Tuesday, February 16, 2010

Pascueros

Francisco Mouat
Una vez, cuando trabajábamos en la revista Don Balón, en los años noventa, para ahorrarnos el ítem Viejo Pascuero convencimos a uno de los juniors, Fernando, de que fuera el Santa Claus de la fiesta navideña de la empresa. Llegaron las familias completas, había bebidas, pan de pascua y hotdogs, y por supuesto les teníamos flor de regalo a todos los niños invitados. Lo que no sospechábamos era el profesionalismo con que nuestro Pascuero, un ex carabinero fornido y de pocas palabras, iba a asumir su rol. Se le arrendó un disfraz, hasta con máscara, y sin que le dijéramos nada, él nos anunció que ejecutaría el protocolo completo: iría llamando uno a uno a los niños más chicos para sentarlos en su falda, hacerles las preguntas típicas, tomarse una foto con ellos y entregarles el regalo. El problema fue que cuando se puso la máscara se convirtió, más que en un Viejo Pascuero amable y bonachón, en el personaje de una película de terror: su cara era decididamente monstruosa, parecida al rostro carcelario de Hannibal Lecter en El silencio de los inocentes. Fue un momento inolvidable: mientras nosotros nos matábamos de la risa en un rincón, los niños llamados no se atrevían a acercarse a nuestro improvisado Santa Claus, lo encontraban demasiado feo, temían que pudiera hacerles algo malo, y no faltó el cabro chico que se puso a llorar y que empezó a reclamar porque quería su regalo, pero no al Viejo Pascuero. Hubo que sacarle a Fernando la máscara de la discordia, acelerar la entrega de los paquetes y olvidarse de la foto de rigor.
El oficio de Pascuero es jodido. Los que van de Santa Claus por las calles, o se instalan en las plazas, deben soportar más de treinta grados a la sombra con unos trajes sintéticos que los hacen sudar como caballo de carrera. A eso se suman las bromas de los pinganillas que quieren desenmascararlos frente a los niños crédulos: se acercan a ellos a mirarlos con lupa, les dicen a viva voz que son falsos, les sacan los gorros, les tiran los elásticos de las barbas, y como los Pascueros tienen sangre en las venas, a veces se calientan y responden a golpes. Esos Pascueros salen después en los diarios, porque en todas partes hay niños que los agarran a patadas en las canillas.
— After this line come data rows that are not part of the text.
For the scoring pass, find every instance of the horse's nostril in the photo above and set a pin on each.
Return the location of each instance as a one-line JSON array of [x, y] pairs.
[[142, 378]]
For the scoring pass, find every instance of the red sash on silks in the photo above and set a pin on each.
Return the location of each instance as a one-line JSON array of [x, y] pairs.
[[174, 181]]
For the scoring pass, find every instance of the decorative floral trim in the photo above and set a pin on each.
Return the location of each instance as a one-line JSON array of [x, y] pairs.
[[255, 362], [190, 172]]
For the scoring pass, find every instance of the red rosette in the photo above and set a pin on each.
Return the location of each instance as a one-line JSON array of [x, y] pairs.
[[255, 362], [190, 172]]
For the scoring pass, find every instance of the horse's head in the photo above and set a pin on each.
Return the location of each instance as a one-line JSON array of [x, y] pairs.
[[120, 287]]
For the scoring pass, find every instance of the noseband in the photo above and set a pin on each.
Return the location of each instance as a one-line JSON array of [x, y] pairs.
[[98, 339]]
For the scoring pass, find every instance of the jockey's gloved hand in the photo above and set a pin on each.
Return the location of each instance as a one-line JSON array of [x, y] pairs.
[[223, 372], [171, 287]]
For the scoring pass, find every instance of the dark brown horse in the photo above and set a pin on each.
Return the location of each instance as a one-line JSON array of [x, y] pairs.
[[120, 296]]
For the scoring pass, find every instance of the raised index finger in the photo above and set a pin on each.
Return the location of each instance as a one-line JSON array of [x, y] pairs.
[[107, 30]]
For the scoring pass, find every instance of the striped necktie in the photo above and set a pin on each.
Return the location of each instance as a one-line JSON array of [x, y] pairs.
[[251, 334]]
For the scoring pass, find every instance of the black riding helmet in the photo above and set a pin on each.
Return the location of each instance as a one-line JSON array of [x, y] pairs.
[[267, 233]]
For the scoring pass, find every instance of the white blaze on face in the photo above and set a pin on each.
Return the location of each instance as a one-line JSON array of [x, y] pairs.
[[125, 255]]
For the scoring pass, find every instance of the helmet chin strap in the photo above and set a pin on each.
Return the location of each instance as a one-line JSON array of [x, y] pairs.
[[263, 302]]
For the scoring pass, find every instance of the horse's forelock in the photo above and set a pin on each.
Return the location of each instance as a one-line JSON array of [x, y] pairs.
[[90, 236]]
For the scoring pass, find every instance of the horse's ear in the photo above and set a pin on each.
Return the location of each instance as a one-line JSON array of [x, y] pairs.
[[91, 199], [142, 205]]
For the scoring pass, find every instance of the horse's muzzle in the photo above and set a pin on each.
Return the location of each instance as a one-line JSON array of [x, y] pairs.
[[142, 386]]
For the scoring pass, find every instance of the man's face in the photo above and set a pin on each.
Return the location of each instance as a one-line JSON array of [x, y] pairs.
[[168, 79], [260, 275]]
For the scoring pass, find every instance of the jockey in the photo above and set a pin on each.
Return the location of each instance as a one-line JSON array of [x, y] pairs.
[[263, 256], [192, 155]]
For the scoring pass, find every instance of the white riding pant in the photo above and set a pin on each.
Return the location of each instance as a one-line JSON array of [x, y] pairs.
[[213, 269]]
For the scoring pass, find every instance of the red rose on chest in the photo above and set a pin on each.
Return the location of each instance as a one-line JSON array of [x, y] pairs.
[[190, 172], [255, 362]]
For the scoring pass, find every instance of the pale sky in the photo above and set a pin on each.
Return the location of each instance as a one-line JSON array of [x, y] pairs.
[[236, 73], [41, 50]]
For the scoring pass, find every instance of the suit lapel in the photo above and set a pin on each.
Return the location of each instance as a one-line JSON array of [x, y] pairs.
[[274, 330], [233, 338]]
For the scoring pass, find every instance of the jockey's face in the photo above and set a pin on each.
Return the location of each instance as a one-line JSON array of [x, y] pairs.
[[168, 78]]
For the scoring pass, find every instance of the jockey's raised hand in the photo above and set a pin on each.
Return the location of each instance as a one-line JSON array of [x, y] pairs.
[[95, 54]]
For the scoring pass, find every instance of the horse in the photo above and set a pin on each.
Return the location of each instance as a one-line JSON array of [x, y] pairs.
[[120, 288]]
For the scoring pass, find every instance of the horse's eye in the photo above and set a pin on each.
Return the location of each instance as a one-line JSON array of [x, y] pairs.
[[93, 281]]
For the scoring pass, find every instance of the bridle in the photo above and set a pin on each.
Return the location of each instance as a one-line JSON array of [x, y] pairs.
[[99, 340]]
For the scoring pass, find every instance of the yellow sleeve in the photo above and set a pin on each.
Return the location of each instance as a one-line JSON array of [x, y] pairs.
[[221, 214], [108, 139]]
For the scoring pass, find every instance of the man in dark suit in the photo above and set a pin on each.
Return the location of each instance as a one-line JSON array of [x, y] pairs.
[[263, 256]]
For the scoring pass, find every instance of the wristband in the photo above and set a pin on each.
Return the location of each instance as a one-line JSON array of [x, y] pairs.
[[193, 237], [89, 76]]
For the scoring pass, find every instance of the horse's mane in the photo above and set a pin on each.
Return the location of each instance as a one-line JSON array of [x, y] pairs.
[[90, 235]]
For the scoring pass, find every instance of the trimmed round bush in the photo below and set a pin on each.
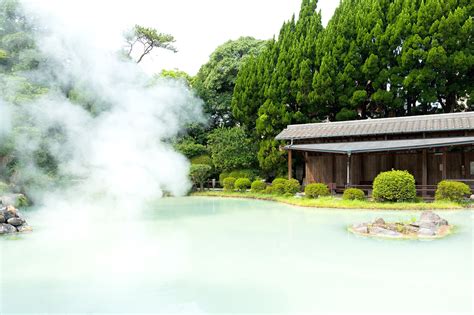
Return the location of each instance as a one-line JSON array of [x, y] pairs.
[[394, 186], [452, 191], [258, 186], [279, 181], [4, 187], [292, 186], [353, 194], [316, 190], [242, 184], [269, 190], [229, 183]]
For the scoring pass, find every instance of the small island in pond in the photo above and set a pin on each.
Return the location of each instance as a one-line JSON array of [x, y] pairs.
[[430, 225]]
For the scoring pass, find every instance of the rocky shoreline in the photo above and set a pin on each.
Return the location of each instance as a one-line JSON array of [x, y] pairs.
[[429, 226], [11, 221]]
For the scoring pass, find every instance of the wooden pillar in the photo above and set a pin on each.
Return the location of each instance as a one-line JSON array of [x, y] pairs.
[[348, 181], [424, 171], [444, 169], [290, 164]]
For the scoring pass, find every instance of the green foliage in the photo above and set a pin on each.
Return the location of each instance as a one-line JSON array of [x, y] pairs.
[[452, 191], [353, 194], [231, 149], [148, 39], [229, 183], [199, 174], [215, 81], [190, 149], [258, 186], [202, 159], [242, 184], [4, 187], [316, 190], [394, 186], [292, 187], [279, 188]]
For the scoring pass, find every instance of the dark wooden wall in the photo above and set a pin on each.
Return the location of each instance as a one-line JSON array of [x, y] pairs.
[[332, 168]]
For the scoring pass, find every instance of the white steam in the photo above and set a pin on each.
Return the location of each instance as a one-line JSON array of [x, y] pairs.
[[118, 152]]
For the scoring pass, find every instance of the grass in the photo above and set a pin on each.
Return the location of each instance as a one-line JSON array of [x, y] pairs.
[[332, 202]]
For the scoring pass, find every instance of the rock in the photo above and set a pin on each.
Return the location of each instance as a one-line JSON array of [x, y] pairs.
[[429, 216], [384, 232], [379, 221], [16, 221], [426, 232], [442, 222], [24, 228], [7, 228], [11, 199], [360, 228]]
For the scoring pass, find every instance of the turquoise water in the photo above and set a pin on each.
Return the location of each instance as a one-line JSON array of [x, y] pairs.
[[203, 255]]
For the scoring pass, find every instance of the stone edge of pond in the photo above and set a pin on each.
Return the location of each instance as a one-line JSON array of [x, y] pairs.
[[448, 232], [272, 199]]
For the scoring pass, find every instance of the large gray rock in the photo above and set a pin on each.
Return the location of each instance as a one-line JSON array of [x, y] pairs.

A veces los Pascueros improvisados se han hecho unos pocos pesos durante el día, no tienen fuerzas ni para sacarse el disfraz después de la jornada larga y los cogotean cuando vuelven a casa para robarles hasta el traje. A veces usan chalas para no transpirar tanto. Recuerdo a uno que fue contratado en Navidad por un vecino, cuando en mi casa había dos enanos que todavía creían en él. El vecino me llamó esa noche y me dijo que llevara a mis hijos, para que conversaran con su flamante invitado. Lo que más les llamó la atención a mis cabros fueron tres cosas: que tomaba cerveza en lata, que no les trajo ningún regalo a ellos, y las chalas del Viejo Pascuero. Esa noche se llenaron de dudas.
Un amigo médico escribió lo que le pasó una vez en la fiesta de Navidad del hospital donde trabajaba, muchos años atrás. Esa tarde de esparcimiento en un club deportivo en Gran Avenida, había gran expectación entre los cientos de niños que esperaban en cualquier momento el arribo del Viejo Pascuero desde el cielo: saltaría desde una avioneta en paracaídas y se posaría sobre el centro de un pastizal rodeado de grandes árboles. No importaba nada que fuera 14 de diciembre, que faltaran tantos días para la Nochebuena. El griterío y la algarabía de los niños fue impresionante cuando vieron al Viejo Pascuero venir por el aire con su traje rojo. Era un hombre delgado y traía una bolsa blanca: "Pero de pronto el Viejo Pascuero fue empujado por un viento sur oriente que lo llevó a golpearse contra la parte alta de unos álamos que bordeaban el sitio. Literalmente el Viejo Pascuero se sacó la cresta, y forzado por su paracaídas ya fláccido, se continuó golpeando contra otros álamos, hasta caer por fin al piso". Nadie lo podía creer. Los niños a la distancia veían consternados a su héroe botado en el suelo. Al cabo de unos pocos segundos, el Viejo Pascuero se incorporó cojeando y arrastrando su lánguida bolsa blanca, tras soltarse del paracaídas. La fiesta debía continuar. Estaba en juego la fe de los niños. Se improvisó en tiempo récord a un Viejo Pascuero más gordo, que hizo su entrada arriba de una camioneta, adornada con renos de cartón. Los pequeños se amontonaron en torno al nuevo héroe y sus regalos, mientras unos metros más allá, una ambulancia sin sirenas se retiraba rumbo al hospital.